Diet: A Means for Reducing Cardiovascular Disease
Cardiovascular disease (CVD) is one of the major causes of death worldwide. Risk factors include age, family history, smoker status, lifestyle (sedentary), obesity, hypertension and blood profiles. Diet is an important element for moderating risk status. A diet that is high in fruit and vegetables and low in trans fat is typically thought of as “healthy” and therefore the best protection against CVD. Eating a diet that will help with CVD risk reduction is vital for living a healthy life.
Before you begin any diet it is important to consider how diet can affect your macronutrients. It should be a priority to maintain the national guidelines for appropriate nutrition when you think about the food that you eat. Since there are so many diets being promoted now, looking at a comparison of the diets and making an informed decision on which diet to try should be part of your plan to reduce your CVD risk.
De Souza looked at the macronutrients in 9 different diet plans to compare them to the national health guidelines and assess their ability to prevent CVD. The Optimal Macronutrient Intake Trial to Prevent Heart Disease (OmniHeart) was divided into 3 trial diets: Omni-Carb, Omni-Protein and Omni-Unsat and then compared to 6 other popular diets (DASH, Atkins, Ornish, South Beach, Mediterranean and Zone). Each diet had a 7 day menu plan created. The diets were evaluated on how they fell into the guidelines of the Acceptable Macronutrient Distribution Ranges (AMDRs), Adequate Intake (AI), American Heart Association (AHA), American Diabetes Association (ADA) and American Cancer Society (ACS). All 3 of the OmniHeart diets were found to fulfill the major AMDRs along with the popular Zone diet. Overall, the OmniHeart diets were found to be dependable with fulfilling the national guidelines for cancer, diabetes and heart disease prevention. While the popular diets may meet some guidelines they had serious limitations for meeting all the requirements.
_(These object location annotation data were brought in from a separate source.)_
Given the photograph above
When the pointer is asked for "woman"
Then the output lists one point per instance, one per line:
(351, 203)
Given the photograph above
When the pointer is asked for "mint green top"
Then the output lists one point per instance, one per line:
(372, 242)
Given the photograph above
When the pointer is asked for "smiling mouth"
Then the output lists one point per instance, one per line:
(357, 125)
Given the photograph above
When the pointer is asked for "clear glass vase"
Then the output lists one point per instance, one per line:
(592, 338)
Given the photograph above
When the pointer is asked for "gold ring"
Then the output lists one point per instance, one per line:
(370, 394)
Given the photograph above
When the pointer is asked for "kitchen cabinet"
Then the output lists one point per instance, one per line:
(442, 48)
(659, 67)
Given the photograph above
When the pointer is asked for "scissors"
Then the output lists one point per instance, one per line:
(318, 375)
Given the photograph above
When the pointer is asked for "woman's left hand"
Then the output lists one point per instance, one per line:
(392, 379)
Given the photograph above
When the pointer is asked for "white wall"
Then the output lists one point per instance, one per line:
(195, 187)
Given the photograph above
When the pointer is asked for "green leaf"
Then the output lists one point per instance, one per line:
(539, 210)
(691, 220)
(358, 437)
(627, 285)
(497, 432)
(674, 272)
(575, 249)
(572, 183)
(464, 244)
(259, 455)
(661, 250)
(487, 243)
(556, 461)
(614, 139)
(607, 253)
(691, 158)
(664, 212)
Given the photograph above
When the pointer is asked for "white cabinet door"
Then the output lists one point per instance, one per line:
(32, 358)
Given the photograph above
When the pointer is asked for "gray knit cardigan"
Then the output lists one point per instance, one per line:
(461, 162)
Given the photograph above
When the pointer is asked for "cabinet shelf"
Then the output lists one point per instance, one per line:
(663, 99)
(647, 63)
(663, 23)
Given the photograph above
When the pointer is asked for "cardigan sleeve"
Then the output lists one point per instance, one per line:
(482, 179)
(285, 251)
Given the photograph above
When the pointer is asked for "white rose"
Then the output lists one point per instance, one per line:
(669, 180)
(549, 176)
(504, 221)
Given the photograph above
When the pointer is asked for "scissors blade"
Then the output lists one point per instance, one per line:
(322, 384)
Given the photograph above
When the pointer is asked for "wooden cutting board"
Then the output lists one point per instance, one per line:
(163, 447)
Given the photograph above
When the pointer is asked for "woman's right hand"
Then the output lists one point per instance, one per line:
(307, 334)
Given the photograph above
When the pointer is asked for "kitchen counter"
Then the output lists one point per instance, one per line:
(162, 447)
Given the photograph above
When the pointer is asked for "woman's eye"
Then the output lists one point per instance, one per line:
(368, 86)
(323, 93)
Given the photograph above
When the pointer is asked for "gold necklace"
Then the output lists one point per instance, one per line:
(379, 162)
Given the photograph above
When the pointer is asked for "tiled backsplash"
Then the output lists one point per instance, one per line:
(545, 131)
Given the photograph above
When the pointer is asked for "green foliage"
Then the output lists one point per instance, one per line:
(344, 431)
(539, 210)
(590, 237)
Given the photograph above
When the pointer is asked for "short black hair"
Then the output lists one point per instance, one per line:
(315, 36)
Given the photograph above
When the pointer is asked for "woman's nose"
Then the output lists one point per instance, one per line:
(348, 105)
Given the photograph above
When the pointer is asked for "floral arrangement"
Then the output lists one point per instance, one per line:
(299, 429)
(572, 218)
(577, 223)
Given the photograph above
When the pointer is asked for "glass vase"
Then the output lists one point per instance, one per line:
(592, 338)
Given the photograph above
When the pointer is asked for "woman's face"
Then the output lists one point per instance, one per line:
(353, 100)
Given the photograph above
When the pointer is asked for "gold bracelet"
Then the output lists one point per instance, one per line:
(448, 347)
The Omni-Protein and Omni-Unsat were found to improve CVD risk over the Omni-Carb; all 3 diets would be helpful for enhancing disease prevention. While popular diets may be beneficial they may not have all the health benefits that they claim.
This article was beneficial because it included tables that outlined what foods were eaten for examples for each of the diets, which allows you to compare across all the diets the variations and differences. This could be your starting point for developing your meal plan if you decide you want to begin a diet. There are online resources for heart-healthy eating based on the Omni Heart plan. Check out the 3 Omni Heart diets in the Appendix of the Harvard Healthy Eating for a Healthy Heart guide available at http://www.health.harvard.edu/special_health_reports/healthy-heart-diet. Or review the chart at http://www.health.harvard.edu/newsletters/Harvard_Heart_Letter/2010/October/information-about-the-omniheart-dietsYou can modify your diet to an OmniHeart by eating 3.8 servings of fruit, 4.5 servings of vegetables, 5 oz whole grains, 2.5 servings of milk or dairy, 3 oz vegetable protein, 5 oz animal protein, 3.5 tbsp fats, 2.5 tsp of sugar with 1.1 egg. Now go get your heart pumping and with this diet plan to keep your heart healthy for a long time!
de Souza, R. J., Swain, J. F., Appel, L. J., & Sacks, F. M. (2008). Alternatives for macronutrient intake and chronic disease: a comparison of the OmniHeart diets with popular diets and with dietary recommendations. [Article]. American Journal of Clinical Nutrition, 88(1), 1-11.